Jim America, of Carpenter's human resources division, spoke to The Decatur Daily about what companies look for in workers, what education he recommends for young people and if there is any hope for people looking for a career change.
Question: What job types are particularly strong at Carpenter now? What education would you recommend for someone who will be entering the workforce in a few years?
Answer: Hiring in technical related fields, jobs like engineers, are at a premium. With a degree like engineering, someone could walk into Carpenter and many other companies in Decatur and be eligible for a job. We're in a talent war.
There are strong jobs in skill trades and skill crafts. An electrical background with two years in college in a field like industrial electronics can land people in highly skilled and relatively good-paying jobs.
People familiar with programmable logic controllers, human/machine interface and computer-based manufacturing are all preferable hires.
The sweet spot at the Limestone facility is a degree in metallurgy or some material science.

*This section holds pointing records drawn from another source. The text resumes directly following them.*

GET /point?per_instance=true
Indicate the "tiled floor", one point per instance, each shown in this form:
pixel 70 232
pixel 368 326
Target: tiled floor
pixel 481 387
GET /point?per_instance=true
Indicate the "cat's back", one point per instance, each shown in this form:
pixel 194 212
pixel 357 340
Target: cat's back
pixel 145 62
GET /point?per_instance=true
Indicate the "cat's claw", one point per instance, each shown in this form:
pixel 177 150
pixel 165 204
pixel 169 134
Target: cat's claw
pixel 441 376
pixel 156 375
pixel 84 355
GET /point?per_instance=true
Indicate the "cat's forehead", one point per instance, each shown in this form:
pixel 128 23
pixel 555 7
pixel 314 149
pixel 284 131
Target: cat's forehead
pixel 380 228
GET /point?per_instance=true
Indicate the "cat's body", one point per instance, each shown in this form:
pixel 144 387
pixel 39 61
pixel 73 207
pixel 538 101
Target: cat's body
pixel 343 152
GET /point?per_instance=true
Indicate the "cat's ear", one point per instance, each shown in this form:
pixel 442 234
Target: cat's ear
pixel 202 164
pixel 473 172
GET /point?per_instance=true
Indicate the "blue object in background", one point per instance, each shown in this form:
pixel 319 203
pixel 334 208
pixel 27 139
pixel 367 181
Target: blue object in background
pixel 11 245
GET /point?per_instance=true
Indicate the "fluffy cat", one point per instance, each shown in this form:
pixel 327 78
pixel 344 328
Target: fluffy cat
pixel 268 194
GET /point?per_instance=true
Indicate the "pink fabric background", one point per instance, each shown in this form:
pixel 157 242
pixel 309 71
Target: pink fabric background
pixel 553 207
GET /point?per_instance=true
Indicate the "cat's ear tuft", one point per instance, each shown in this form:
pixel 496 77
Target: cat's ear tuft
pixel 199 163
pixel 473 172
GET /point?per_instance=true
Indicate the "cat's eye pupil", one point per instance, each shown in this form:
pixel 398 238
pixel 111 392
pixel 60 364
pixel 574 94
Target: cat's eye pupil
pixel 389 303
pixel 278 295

Q: What are qualities Carpenter and companies like it look for in all employees, regardless of education or experience?
A: The big thing, especially at the Limestone facility, is someone who is flexible. We need a multitasker, someone who can learn a lot of different things and have a lot of different jobs.

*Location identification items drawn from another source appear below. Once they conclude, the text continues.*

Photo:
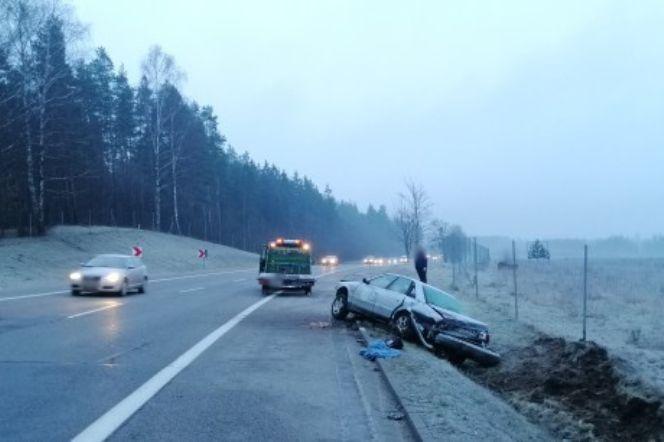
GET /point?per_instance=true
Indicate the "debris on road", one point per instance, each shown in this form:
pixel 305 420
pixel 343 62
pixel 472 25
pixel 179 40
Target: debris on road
pixel 396 416
pixel 379 349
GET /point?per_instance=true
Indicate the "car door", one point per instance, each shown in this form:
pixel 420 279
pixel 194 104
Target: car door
pixel 366 292
pixel 389 298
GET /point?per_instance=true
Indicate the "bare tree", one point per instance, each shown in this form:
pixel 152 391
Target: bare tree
pixel 412 215
pixel 24 29
pixel 159 70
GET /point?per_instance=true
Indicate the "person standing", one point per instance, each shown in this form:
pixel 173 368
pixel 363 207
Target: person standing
pixel 421 264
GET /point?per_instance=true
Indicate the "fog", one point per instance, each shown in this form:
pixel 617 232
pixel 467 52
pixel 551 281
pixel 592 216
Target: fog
pixel 519 118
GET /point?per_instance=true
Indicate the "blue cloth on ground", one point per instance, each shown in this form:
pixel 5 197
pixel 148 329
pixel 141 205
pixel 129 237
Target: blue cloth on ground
pixel 379 349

We need someone who doesn't mind working in a team environment. We need someone who isn't just thinking about their job but how they can help their co-workers. When you go to Starbucks, one person will pour coffee, but they also do different things like help customers at the window. We need that spirit in manufacturing.

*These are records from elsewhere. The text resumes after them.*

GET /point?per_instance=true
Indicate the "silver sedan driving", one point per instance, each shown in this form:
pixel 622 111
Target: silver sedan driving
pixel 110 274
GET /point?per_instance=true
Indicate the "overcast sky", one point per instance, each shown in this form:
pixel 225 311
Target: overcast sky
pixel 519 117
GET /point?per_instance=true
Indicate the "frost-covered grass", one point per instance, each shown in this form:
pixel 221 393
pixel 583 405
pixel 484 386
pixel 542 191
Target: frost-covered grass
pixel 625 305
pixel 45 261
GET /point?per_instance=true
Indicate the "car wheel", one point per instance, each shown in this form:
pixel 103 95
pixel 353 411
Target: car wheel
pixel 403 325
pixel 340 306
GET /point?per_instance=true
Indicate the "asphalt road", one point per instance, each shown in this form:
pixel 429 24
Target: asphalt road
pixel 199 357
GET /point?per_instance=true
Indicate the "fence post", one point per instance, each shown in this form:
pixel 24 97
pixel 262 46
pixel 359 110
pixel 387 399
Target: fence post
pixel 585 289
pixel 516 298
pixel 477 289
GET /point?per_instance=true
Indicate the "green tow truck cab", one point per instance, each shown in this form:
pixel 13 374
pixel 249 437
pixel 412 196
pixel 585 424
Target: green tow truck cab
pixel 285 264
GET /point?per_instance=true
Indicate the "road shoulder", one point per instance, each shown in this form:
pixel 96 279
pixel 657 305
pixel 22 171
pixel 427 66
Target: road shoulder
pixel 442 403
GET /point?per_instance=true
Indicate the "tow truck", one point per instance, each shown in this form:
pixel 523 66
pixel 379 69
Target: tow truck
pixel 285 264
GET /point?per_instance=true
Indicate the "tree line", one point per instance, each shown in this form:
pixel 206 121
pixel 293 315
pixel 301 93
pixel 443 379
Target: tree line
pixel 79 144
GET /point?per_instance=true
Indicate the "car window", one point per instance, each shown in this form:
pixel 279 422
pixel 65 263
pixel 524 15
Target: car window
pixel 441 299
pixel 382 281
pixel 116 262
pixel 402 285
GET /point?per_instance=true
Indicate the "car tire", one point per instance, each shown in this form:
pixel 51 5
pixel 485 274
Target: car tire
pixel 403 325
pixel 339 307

Q: If someone wants to make a major career change from a different field to something that Carpenter offers, would that be possible? Would any of their previous experience or education be of any help at all?
A: We're considering doing a hiring fair because a lot of people have asked us that question, especially teachers.
For production jobs, there is pre-employment training that everybody has to go through.
Our preference is somebody who has worked in a hard-hat environment. But even if you don't have the education or experience we prefer, you could have all those attributes that we look for in an employee, like flexibility and teamwork, and maybe have a shot at a job. We have one guy up for a trainer job who is finishing up his Ph.D. in education, and we liked him. But the offer is also going to two people who have the background we're looking for.
Q: What's going on in the hiring process for the Limestone County facility?
A: Right now we have 26 people at Limestone. By the end of June, I want to have 50 people hired. Thirteen will be maintenance, around 10 will be production and the balance will be salaried employees like engineers, chemists and managers.
Right now we're interviewing electronic technicians and mechanical technicians, which can have a base pay of $50,000-$55,000. Whenever someone turns in a resume or application, we turn them in to Alabama Industrial Development Training. We will select candidates this month to train at the Alabama Robotics Technology Park, then decide who will be offered a job. We give candidates a rating based on their performance. We don't determine hiring on a single point.
The toughest place to hire is in our skilled worker jobs, things like welders and electronic technicians. A lot of young people aren't majoring in these fields and aren't aware that they are high-paying jobs. We're considering partnering with the Limestone County Career Technical Center for programs like summer internships to bring some young people in. If we can form a relationship when they are in 11th grade, we can do a direct hire when they turn 18. But that's a long-term project that we should be able to do in a couple of years. Right now we're focusing on hiring for the startup, and I have to have experienced people for that.